Hackshaw B T
Eisenhower Medical Center, Rancho Mirage, California.
Am J Med. 1992 May 27;92(5A):46S-51S. doi: 10.1016/0002-9343(92)80056-6.
Angina pectoris is chest discomfort associated with myocardial ischemia. When coronary blood flow is inadequate to meet myocardial tissue demand, lactate accumulates, resulting in diastolic and systolic left ventricular dysfunction. This leads to ST-segment abnormalities and eventually to angina pectoris. Angina, most commonly a pressure-type sensation in the midanterior chest precipitated by exercise, stress, or cold, typically lasts 1-5 minutes and is alleviated by rest or nitroglycerin. Diagnostic studies to assess myocardial ischemia include treadmill exercise testing, Holter monitoring, and coronary angiography. Treadmill exercise testing has a relatively low accuracy for diagnosing coronary artery disease. This can be improved by combining exercise with thallium-201 imaging, two-dimensional echocardiography, or positron emission tomography (PET). Thallium-201 scintigraphy and exercise echocardiography have reported sensitivities of 70-85% and specificities of 50-60% when applied to low-risk, asymptomatic populations. PET scanning has a high predictive accuracy (sensitivity 90%, specificity 90-95%) and is more useful as a screening test; it can also assess the functional significance of coronary artery stenoses and differentiate viable myocardium from infarcted tissue. Holter monitoring is too insensitive and nonspecific to be used as a screening test for coronary artery disease; it can, however, assess the total ischemic burden in patients with known coronary artery disease and correlate symptoms and ST-segment abnormalities during episodes of pain at rest. Coronary angiography has been the gold standard for diagnosing coronary artery stenoses. Quantitative angiography has improved the assessment of coronary artery narrowing but is still limited in evaluating coronary blood flow. Doppler flow studies provide useful information regarding coronary flow reserve. Myocardial ischemia as a cause of chest pain is determined by evaluating the clinical characteristics consistent with angina, correlating electrocardiographic abnormalities with perfusion defects or wall motion abnormalities, and determining the extent and functional significance of coronary artery stenoses by coronary angiography.

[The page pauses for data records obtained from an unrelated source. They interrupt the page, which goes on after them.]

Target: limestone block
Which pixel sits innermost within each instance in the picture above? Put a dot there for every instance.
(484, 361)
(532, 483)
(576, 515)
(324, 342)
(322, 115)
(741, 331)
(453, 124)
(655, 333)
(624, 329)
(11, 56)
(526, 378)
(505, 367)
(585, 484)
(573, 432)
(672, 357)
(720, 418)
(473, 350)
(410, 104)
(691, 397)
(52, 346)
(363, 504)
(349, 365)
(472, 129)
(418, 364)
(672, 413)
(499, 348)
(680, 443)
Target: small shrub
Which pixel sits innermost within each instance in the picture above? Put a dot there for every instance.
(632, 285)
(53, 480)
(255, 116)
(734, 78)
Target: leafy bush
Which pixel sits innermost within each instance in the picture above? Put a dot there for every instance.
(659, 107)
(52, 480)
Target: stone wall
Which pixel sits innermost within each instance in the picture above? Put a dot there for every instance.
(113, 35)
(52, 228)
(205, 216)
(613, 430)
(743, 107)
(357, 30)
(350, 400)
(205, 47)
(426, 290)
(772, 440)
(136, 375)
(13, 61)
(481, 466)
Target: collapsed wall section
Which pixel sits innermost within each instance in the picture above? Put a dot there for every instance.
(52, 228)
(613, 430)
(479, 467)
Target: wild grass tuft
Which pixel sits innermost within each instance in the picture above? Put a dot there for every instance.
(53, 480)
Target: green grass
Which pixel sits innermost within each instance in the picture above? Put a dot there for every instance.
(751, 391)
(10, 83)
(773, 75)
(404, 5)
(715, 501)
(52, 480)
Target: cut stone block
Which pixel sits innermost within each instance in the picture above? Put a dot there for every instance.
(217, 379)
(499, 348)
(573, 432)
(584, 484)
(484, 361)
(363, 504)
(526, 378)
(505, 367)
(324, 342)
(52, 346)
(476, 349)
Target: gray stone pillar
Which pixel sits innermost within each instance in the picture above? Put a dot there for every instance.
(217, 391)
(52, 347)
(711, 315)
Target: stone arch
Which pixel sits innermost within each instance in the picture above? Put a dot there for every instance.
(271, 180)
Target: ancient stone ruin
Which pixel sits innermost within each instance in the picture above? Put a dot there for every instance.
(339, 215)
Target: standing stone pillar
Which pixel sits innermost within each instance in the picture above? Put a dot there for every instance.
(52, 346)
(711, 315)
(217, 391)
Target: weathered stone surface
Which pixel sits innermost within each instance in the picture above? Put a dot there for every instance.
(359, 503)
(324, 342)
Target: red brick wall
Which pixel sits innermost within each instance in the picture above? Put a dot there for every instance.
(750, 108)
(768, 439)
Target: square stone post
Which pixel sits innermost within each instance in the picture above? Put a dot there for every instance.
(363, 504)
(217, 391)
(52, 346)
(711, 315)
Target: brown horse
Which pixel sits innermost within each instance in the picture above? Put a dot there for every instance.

心绞痛是与心肌缺血相关的胸部不适。当冠状动脉血流不足以满足心肌组织需求时,乳酸会积聚,导致左心室舒张和收缩功能障碍。这会导致ST段异常,最终引发心绞痛。心绞痛最常见的表现是运动、压力或寒冷诱发的胸前中部压榨样感觉,通常持续1 - 5分钟,休息或使用硝酸甘油可缓解。评估心肌缺血的诊断性检查包括跑步机运动试验、动态心电图监测和冠状动脉造影。跑步机运动试验诊断冠状动脉疾病的准确性相对较低。通过将运动与铊-201显像、二维超声心动图或正电子发射断层扫描(PET)相结合可提高其准确性。铊-201闪烁扫描和运动超声心动图应用于低风险无症状人群时,报告的敏感性为70 - 85%,特异性为50 - 60%。PET扫描具有较高的预测准确性(敏感性90%,特异性90 - 95%),作为筛查试验更有用;它还可以评估冠状动脉狭窄的功能意义,并区分存活心肌和梗死组织。动态心电图监测对冠状动脉疾病的敏感性和特异性太低,不能用作筛查试验;然而,它可以评估已知冠状动脉疾病患者的总缺血负荷,并将休息时疼痛发作期间的症状与ST段异常相关联。冠状动脉造影一直是诊断冠状动脉狭窄狭窄的金标准。定量血管造影改善了对冠状动脉狭窄的评估,但在评估冠状动脉血流方面仍有局限性。多普勒血流研究提供了有关冠状动脉血流储备的有用信息。作为胸痛原因的心肌缺血通过评估与心绞痛一致的临床特征、将心电图异常与灌注缺损或室壁运动异常相关联以及通过冠状动脉造影确定冠状动脉狭窄的程度和功能意义来确定。